Il me tendit un verre de lorgnon.

— Je vous rappellerai, mon oncle, fis-je en riant, que je ne porte ni binocle, ni lunettes.

— Et moi non plus, affirma Bérangère.

— Évidemment… évidemment… répartit Noël Dorgeroux, d’un ton soucieux. Mais, néanmoins, quelqu’un est venu. Et vous admettrez, n’est-ce pas, mon inquiétude ?…

Dans l’espoir qu’il parlerait, je poursuivis :

— Qu’est-ce qui vous inquiète, mon oncle ? Tout au plus, aura-t-on pu assister aux visions produites sur l’écran, ce qui ne suffit pas, il me semble, pour que le secret de votre découverte vous soit dérobé. Pensez donc que moi-même, qui vous accompagnais, je ne suis guère plus avancé…

Je sentis qu’il ne me répondrait pas et que mon insistance l’importunait. Cela m’agaça.

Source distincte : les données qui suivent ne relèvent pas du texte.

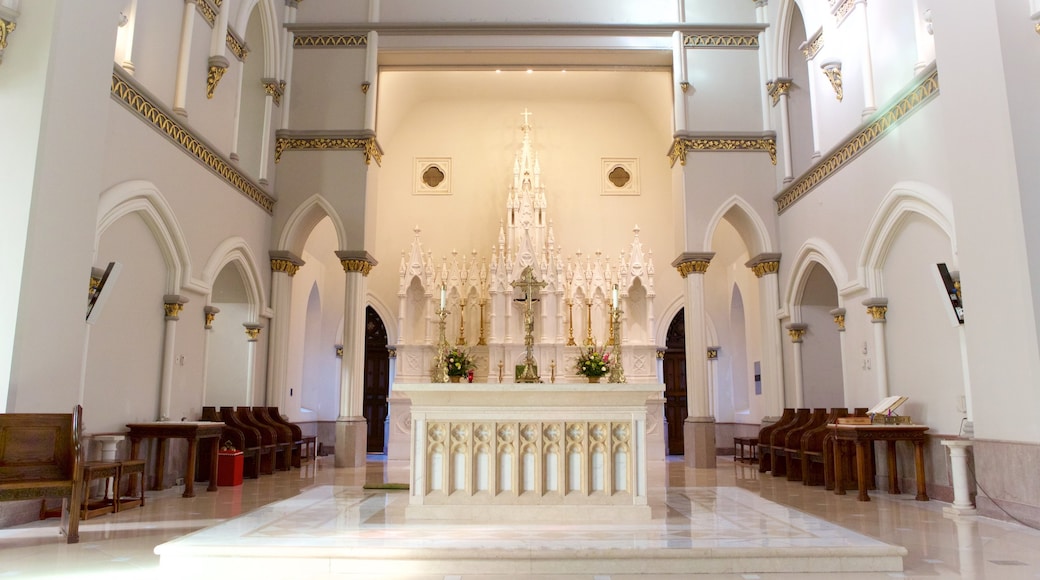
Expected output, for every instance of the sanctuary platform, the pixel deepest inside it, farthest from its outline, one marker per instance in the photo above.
(336, 531)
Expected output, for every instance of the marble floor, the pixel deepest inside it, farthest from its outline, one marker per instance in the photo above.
(728, 507)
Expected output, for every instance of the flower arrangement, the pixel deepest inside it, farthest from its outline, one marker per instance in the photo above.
(458, 362)
(593, 362)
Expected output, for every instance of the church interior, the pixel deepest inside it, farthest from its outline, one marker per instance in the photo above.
(765, 214)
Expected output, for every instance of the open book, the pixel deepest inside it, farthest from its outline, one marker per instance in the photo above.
(887, 405)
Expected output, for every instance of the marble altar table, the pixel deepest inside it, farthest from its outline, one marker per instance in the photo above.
(528, 451)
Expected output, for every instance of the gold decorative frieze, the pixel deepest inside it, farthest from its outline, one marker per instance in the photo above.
(833, 73)
(842, 9)
(308, 40)
(778, 88)
(797, 331)
(721, 41)
(141, 104)
(366, 143)
(274, 88)
(207, 10)
(683, 145)
(693, 262)
(237, 46)
(918, 95)
(811, 48)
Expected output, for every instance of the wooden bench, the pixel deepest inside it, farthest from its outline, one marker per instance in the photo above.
(40, 458)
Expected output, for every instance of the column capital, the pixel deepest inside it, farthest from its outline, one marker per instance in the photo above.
(693, 262)
(797, 331)
(287, 262)
(838, 315)
(763, 264)
(877, 308)
(356, 261)
(253, 331)
(173, 305)
(210, 313)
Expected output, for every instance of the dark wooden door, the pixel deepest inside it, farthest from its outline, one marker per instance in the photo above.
(377, 379)
(675, 384)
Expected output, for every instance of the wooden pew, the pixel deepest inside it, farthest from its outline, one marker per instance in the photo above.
(40, 457)
(764, 457)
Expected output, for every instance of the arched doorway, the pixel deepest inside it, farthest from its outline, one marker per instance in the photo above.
(675, 384)
(377, 379)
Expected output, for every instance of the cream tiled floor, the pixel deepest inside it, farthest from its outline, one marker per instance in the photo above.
(122, 545)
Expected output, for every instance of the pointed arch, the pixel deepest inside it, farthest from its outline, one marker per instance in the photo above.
(814, 251)
(269, 29)
(297, 228)
(747, 222)
(235, 251)
(904, 199)
(145, 199)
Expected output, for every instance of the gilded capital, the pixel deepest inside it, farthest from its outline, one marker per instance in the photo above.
(173, 305)
(797, 331)
(210, 313)
(357, 261)
(693, 262)
(877, 308)
(252, 331)
(838, 315)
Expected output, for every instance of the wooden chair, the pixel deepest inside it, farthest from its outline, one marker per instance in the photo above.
(40, 457)
(764, 458)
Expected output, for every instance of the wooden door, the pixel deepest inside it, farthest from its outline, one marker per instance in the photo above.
(377, 379)
(675, 385)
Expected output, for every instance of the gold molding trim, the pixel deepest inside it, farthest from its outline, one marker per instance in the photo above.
(207, 11)
(6, 27)
(776, 89)
(141, 104)
(284, 265)
(681, 146)
(833, 73)
(367, 145)
(813, 46)
(213, 78)
(357, 265)
(275, 89)
(313, 40)
(842, 9)
(763, 268)
(237, 46)
(721, 41)
(918, 95)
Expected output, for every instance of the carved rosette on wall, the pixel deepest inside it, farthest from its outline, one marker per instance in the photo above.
(683, 145)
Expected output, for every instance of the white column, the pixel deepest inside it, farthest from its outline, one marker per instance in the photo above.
(765, 267)
(797, 332)
(351, 426)
(183, 58)
(869, 104)
(283, 266)
(252, 334)
(173, 305)
(959, 472)
(210, 313)
(878, 309)
(371, 79)
(699, 428)
(679, 74)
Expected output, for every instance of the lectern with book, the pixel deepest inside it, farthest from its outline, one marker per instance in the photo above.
(881, 414)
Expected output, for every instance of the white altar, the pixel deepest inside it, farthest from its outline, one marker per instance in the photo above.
(528, 451)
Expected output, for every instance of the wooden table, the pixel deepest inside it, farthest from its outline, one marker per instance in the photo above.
(192, 431)
(863, 437)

— Écoutez, mon oncle, quelles que soient les raisons de votre conduite, vous n’avez pas le droit de vous défier de moi, et je vous demande, je vous supplie de me donner quelques explications. Oui, je vous en supplie, car je ne puis rester ainsi dans une telle incertitude. Voyons, mon oncle, est-ce réellement votre fils que vous avez vu mourir ou bien nous a-t-on présenté une vision factice de sa mort ? Et puis, que serait-ce enfin ce « on » invisible et tout-puissant qui fait se succéder ces fantasmagories au creux de l’incroyable lanterne magique ? Que de problèmes ! Que de questions inconciliables ! Tenez, cette nuit, durant une longue insomnie, j’imaginais… hypothèse absurde, je le sais, mais tout de même, il faut chercher… Eh bien, je me rappelais que vous aviez parlé à Bérangère d’une certaine force intérieure qui rayonnait de nous et qui dégageait ce que vous auriez appelé le rayon B, du nom de votre filleule. Et alors, ne pourrait-on supposer qu’en l’occurrence, cette force émanée, mon oncle, de votre propre cerveau, que hantait une vague similitude entre le regard des Trois Yeux et le regard de votre fils, que cette force aurait projeté dans la matière vivante du mur la scène qui s’évoquait en vous ? N’est-ce pas, cet écran que vous avez recouvert d’une certaine substance enregistrerait les pensées comme une plaque sensible, animée par la lumière, enregistre les lignes et les formes ?… Et alors… et alors…

Je m’interrompis. Au fur et à mesure que j’émettais des mots, ils me paraissaient dépourvus de tout sens. Mon oncle semblait pourtant les écouter avec quelque bienveillance, et même attendre ceux que j’allais prononcer. Mais je ne savais que lui dire, J’étais arrivé tout de suite au bout de mon discours, et, bien que je fisse en moi de grands efforts pour retenir Noël Dorgeroux par de nouveaux arguments, je sentais qu’aucune parole ne pouvait plus être prononcée entre nous qui touchât à ce sujet.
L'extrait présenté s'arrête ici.